そのスケジュール案で、クライアントの箇所だけチェックしよう。
「××の作業を○日までにするのは無理」という箇所があれば、「△日くらいにしてほしい」と要望を明確にして、スケジュールを組み直しさせよう。クライアント側の作業が変更になると、その他の作業も変更することになる。その調整をするのがコーディネーターの役割である。
そうやって、無理のない、納得できるスケジュールが組み上がったら、それを動画制作に関わる全員と共有しよう。

全員でスケジュールをチェックしながら、作業を進める

すべての作業者が動画制作だけ専任しているわけではないだろう。
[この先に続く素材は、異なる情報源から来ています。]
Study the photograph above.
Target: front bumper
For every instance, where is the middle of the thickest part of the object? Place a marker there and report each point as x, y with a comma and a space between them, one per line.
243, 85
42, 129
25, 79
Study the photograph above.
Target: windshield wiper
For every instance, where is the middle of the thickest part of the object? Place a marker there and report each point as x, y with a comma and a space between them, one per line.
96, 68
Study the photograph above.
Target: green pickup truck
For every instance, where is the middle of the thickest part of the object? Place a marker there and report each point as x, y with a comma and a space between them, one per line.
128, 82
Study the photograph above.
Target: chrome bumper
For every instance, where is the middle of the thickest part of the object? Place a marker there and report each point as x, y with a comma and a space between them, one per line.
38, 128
とくにクライアント側は本来の業務を抱えたまま、動画制作もこなさなければならない。
だからこそ、動画制作に関わる全作業者が、今自分がしている作業は全工程の中のどの部分に位置し、それがスケジュールどおりなのか、何日分遅れているのか、進んでいるのか、いつも把握できるようにしておくことが肝要である。
スケジュール通り作業が進むのはベストであるが、たとえそうでなくても、何日分遅れているか把握できれば、別の箇所で後れを取り戻すことができる。

スケジュールは現実に合わせて改変する

スケジュールは、物事を予定日までに完了するためのガイドである。だから、スケジュールを組んだ後で、予定外の事態が生じ、スケジュール通り作業するのが困難になったら、柔軟にスケジュールを組み直し、新しいガイドを作ろう。
組み直しもコーディネーターにさせるとよい。新しいスケジュールは遅れた分をただ後ろ倒しにするのではなく、別の作業と組み替えるとか、他の作業を少しずつ短縮するとかしてカバーしてくれるだろう。それがダメなら、納期について話し合おう。
その場合でも、大幅に納期が遅れることはないだろう。

まとめ

動画制作を納期に間に合わせるために、しっかり作業スケジュールを管理しよう。作業スケジュールは、コーディネーターに役割ごとに1日単位で作業工程がわかるように組ませるとよい。納得できるスケジュール案が組みあがったら、作業者全員と共有しよう。実際の作業中に、スケジュールに狂いが生じたら、スケジュールを現実に合わせて改変しよう。